Bankruptcy court Judge John Dorsey declined to rule definitively on whether to appoint an independent examiner into the FTX bankruptcy case. The U.S. government argued that statute called for the judge to demand such an examination while FTX said a probe would represent a costly duplication.
After expressing concerns the examiner’s work could be expensive and delay approval of a Chapter 11 reorganization plan, Dorsey said he hoped the issue could be resolved between the two sides ahead of a further hearing on Wednesday.
“How could I confirm a plan if I've appointed an examiner to let me know whether there was insiders who did something wrong?” Dorsey asked. “It really doesn't make any sense to be a mandatory obligation by the court that is not subject to discretion.”
Juliet Sarkessian, representing the U.S. Trustee, a branch of the Department of Justice (DOJ) concerned with bankruptcy matters, had argued the decision was effectively out of the judge’s hands in such a major case.
“This is what Congress decided needed to be done in these circumstances,” Sarkessian said, citing the relevant section of the Bankruptcy Code. “FTX’s situation is a dumpster fire.”
“There's no reason to believe that the cost of the examiner during an investigation is going to be more than the debtors’ professionals conducting an investigation,” Sarkessain added, referring to FTX lawyers’ fees that can top $2,000 per hour.

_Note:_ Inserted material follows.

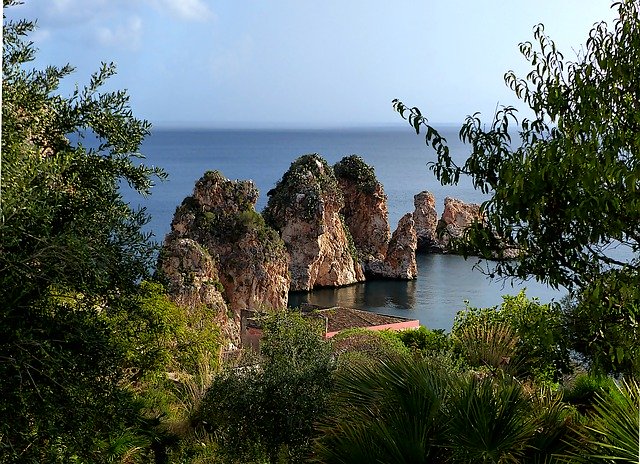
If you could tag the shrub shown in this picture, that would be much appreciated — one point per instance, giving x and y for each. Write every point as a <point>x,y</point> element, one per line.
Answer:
<point>541,350</point>
<point>266,411</point>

An examiner could look at alleged misuse of customer funds and security of digital assets at the exchange, and whether any of those responsible were still employed by FTX, Sarkessian said.

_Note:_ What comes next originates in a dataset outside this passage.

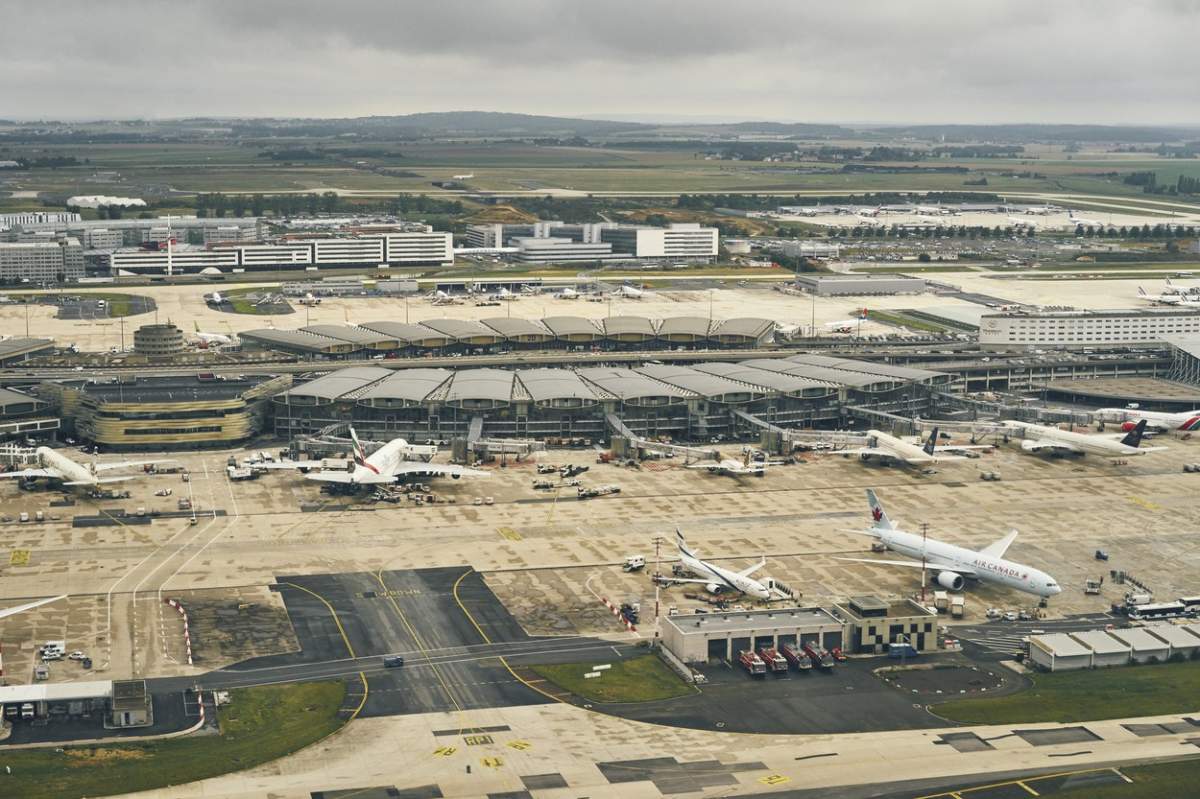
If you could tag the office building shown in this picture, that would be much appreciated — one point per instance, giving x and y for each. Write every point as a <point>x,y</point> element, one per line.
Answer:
<point>1063,329</point>
<point>41,262</point>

Lawyers for FTX and its creditors argued the report would be a waste of estate resources, and that alleged wrongdoers had already left the company.
“We do not have enough money to pay back all of our creditors and the U.S. Trustee … says that we should spend tens or even hundreds of millions of dollars” on a report, said James Bromley of FTX’s law firm, Sullivan & Cromwell. There is “no evidence that any of those professionals or this examiner to be appointed would be any more independent” than the company’s own staff and hired experts, Bromley added. FTX’s new chief executive, John J Ray III, had previously cited $90 million to $100 million as a typical cost for an examiner’s report, based on his experience working with companies such as Enron.

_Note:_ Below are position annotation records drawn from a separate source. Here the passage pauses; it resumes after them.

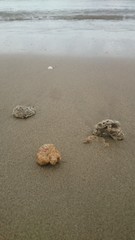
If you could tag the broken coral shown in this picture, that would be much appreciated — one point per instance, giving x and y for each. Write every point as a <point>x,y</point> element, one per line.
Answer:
<point>48,154</point>
<point>106,128</point>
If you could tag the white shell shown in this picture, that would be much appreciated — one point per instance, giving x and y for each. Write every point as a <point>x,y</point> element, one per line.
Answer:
<point>50,68</point>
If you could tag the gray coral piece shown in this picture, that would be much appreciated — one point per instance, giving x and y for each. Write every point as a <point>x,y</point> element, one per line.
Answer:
<point>110,128</point>
<point>23,111</point>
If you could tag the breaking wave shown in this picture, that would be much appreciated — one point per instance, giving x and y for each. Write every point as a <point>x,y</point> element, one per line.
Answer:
<point>117,15</point>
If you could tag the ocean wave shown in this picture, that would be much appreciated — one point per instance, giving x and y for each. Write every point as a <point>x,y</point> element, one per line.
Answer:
<point>66,15</point>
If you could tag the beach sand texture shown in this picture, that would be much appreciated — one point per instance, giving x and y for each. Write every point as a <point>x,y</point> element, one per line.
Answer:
<point>90,195</point>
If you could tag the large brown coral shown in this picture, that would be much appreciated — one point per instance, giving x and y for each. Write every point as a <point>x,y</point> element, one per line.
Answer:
<point>48,154</point>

In January, a bipartisan group of U.S. senators wrote a letter to the judge to support having the independent examiner envisaged under the Bankruptcy Code to probe allegations of fraud or incompetence at the failed crypto exchange.
Last week, four months after being appointed by a New York court, examiner Shoba Pillay published her 500-page report on the collapse of crypto lending company Celsius Network, saying the company had misled customers and used customer funds for operational expenses.